When the president acts contrary to a statute, “his power is at its lowest ebb, for he can rely only upon his own constitutional powers minus any constitutional powers of Congress over the matter” (my emphasis). The act may be sustained only by “disabling the Congress from acting upon the subject.” If, on the other hand, Congress is also constitutionally empowered in the relevant area, it can legislate in a manner that constrains the president’s own authority. This is not a rare phenomenon, as many powers are shared between the executive and legislative branches to facilitate checks and balances.

None of the relevant cases has held that Congress lacks any authority in the area of national security information. To the contrary: after acknowledging that the lion’s share of authority rests with the president, Justices Stewart and White, in their concurrence in New York Times Co. v. United States, were careful to add the following caveat: “This is not to say that Congress and the courts have no role to play. Undoubtedly Congress has the power to enact specific and appropriate criminal laws to protect government property and preserve government secrets.” And indeed, Congress has enacted several laws in this area—including the Espionage Act, the National Security Act, the Atomic Energy Act, and others—which have been in place, and which the executive branch has largely followed, for decades.

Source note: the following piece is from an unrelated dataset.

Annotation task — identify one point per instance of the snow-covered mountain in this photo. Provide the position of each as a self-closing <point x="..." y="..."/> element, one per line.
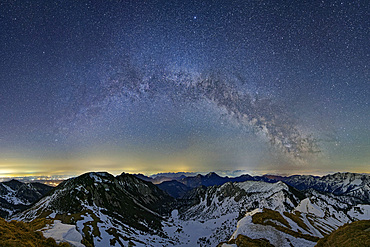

I’m not arguing that President Trump’s disclosure violated the Espionage Act, or that the Act could constitutionally be applied to the president. These are difficult questions, to say the least. But I do think it’s a mistake to assume the lawfulness of the president’s disclosures on the ground that the president has unfettered—and unfetterable—authority when it comes to the disclosure of national security information. Among other things, such a view would mean that a sitting president could lawfully conduct actual espionage (and therefore could not be impeached for doing so), as the act of spying is the act of communicating national security information. We should be in no hurry to embrace such a self-defeating interpretation of the Constitution.